I won't pretend those four days were comfortable. I was going into meetings and coming out to lie down before the next one. And in between — when I could steal twenty minutes — I was finding the nearest steam room, hoping the heat would clear my chest enough to get me through the next session. My body was running on fumes, steam, and sheer stubbornness.
But we had a full schedule of conversations with planners, dock staff, and operations managers. And — for the first time — I met the man whose name I'd been hearing for months. Direct, warm, deeply knowledgeable about his business. Someone who'd been asking for a solution to this problem for a long time, and was genuinely glad to see one already running.
We listened to what the tool still needed to do. And we came away with a clear picture of the next modules to build — things we could only have understood by being there.
Coming back, the work didn't slow down — it expanded. The visit had given us the clarity we needed to keep going, one deliberate step at a time.
By the end of May, the ops planner wasn't just running at the original location. It had been rolled out to multiple bases across the Caribbean. And the work on the next modules — informed by everything we'd seen and heard at the base — was underway.
After the trip, I learned something that reframed the whole journey for me: what our team had built was something the operations team had been asking for for almost a decade.
A decade.
Not because no one cared. Not because the problem wasn't understood. But because the tools, the team, and the approach hadn't come together until now.
We got there in weeks. And we got there right — because we chose the right first step.
If you take one thing from this story about AI, I'd want it to be this: AI has genuinely and dramatically compressed development cycles. What once took months can now take weeks. What once required large teams can be done by small, aligned ones. That is real, and it matters.

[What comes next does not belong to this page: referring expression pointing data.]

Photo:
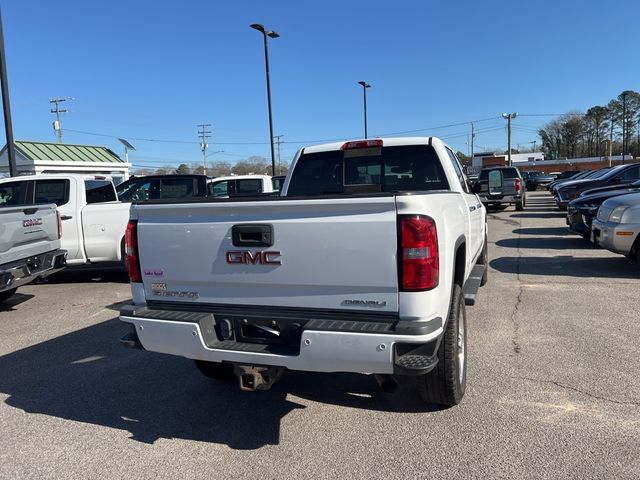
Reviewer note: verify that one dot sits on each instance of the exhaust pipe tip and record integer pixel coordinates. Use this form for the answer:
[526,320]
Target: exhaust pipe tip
[387,383]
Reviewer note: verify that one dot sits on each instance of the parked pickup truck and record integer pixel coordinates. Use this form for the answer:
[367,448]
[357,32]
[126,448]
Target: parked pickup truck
[29,242]
[363,264]
[93,218]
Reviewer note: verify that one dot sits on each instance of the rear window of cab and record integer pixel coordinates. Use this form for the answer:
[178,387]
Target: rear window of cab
[381,169]
[506,173]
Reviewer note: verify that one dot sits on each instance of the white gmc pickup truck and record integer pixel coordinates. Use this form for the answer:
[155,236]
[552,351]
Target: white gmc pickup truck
[363,264]
[94,220]
[29,242]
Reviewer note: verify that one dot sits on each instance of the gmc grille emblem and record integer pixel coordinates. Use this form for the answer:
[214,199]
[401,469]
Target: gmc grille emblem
[245,257]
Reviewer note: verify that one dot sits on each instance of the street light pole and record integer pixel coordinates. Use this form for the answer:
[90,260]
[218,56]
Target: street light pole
[509,117]
[365,85]
[265,34]
[8,127]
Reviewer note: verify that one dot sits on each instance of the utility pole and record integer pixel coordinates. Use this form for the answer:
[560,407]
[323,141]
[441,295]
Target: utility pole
[57,126]
[278,142]
[473,136]
[509,117]
[8,127]
[204,134]
[365,85]
[624,124]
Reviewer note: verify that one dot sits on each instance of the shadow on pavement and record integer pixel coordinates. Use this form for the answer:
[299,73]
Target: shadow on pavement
[567,266]
[555,243]
[87,376]
[557,231]
[542,213]
[15,300]
[83,274]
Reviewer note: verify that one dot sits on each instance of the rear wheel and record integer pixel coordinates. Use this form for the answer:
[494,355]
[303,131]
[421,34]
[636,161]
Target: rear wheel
[446,383]
[6,294]
[215,370]
[634,253]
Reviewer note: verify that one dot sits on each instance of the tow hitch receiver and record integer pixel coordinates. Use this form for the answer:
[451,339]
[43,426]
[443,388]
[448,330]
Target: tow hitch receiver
[257,378]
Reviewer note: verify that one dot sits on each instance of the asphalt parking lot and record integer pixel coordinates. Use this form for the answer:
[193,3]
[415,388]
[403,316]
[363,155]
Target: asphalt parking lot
[553,385]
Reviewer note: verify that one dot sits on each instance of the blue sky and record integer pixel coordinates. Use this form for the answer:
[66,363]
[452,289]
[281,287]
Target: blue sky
[154,70]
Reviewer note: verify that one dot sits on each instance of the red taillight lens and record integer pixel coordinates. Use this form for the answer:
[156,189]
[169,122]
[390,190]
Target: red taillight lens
[59,224]
[362,144]
[419,266]
[131,250]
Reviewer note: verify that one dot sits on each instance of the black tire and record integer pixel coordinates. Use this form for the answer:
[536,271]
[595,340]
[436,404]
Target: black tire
[7,294]
[633,253]
[484,260]
[217,371]
[446,383]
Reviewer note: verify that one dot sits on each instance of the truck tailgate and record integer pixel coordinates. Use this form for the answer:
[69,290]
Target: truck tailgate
[328,253]
[27,230]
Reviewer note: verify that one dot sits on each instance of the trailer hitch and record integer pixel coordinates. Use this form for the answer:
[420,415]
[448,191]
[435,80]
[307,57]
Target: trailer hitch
[257,378]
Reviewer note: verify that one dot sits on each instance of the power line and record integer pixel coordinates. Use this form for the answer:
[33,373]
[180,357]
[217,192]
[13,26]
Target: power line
[204,134]
[439,127]
[326,140]
[57,126]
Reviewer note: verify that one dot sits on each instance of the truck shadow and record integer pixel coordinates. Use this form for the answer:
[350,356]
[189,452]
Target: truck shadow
[86,376]
[568,266]
[540,213]
[555,231]
[551,243]
[88,274]
[15,300]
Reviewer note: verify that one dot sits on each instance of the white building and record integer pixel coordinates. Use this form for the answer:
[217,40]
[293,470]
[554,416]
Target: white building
[482,158]
[47,157]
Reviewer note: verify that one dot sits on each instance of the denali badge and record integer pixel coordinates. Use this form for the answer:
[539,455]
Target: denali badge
[364,303]
[245,257]
[160,290]
[31,222]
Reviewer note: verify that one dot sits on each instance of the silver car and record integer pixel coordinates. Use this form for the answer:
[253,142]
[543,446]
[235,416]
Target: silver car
[617,225]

But speed creates a new kind of trap. When building is cheap and fast, the temptation is to build whatever feels right and figure it out later. To move instinctively. To ship and see.
The lesson I carry from this project is that even in a world of rapid development, disciplined product thinking matters more than ever. The skill of knowing what to build — and crucially, what to build first — doesn't get automated away. It becomes the differentiator.
But here's the thing I didn't expect to feel as strongly about when this all began: none of the judgment matters if the people around you aren't pulling in the same direction.
Think about what this project actually took. A colleague who believed in the opportunity enough to bring it forward. A developer who didn't just write code but cared about what it was for. A team at the base who tested honestly, gave real feedback, and extended trust to a group of people they'd never met in person. And an operations leader who handed us a decade-old problem and said — with a straight face and a laugh — go on then, prove it.
That's not just a team. That's an alignment. And it's rarer than any technology.
The life-size cutout is still pending. I remain optimistic.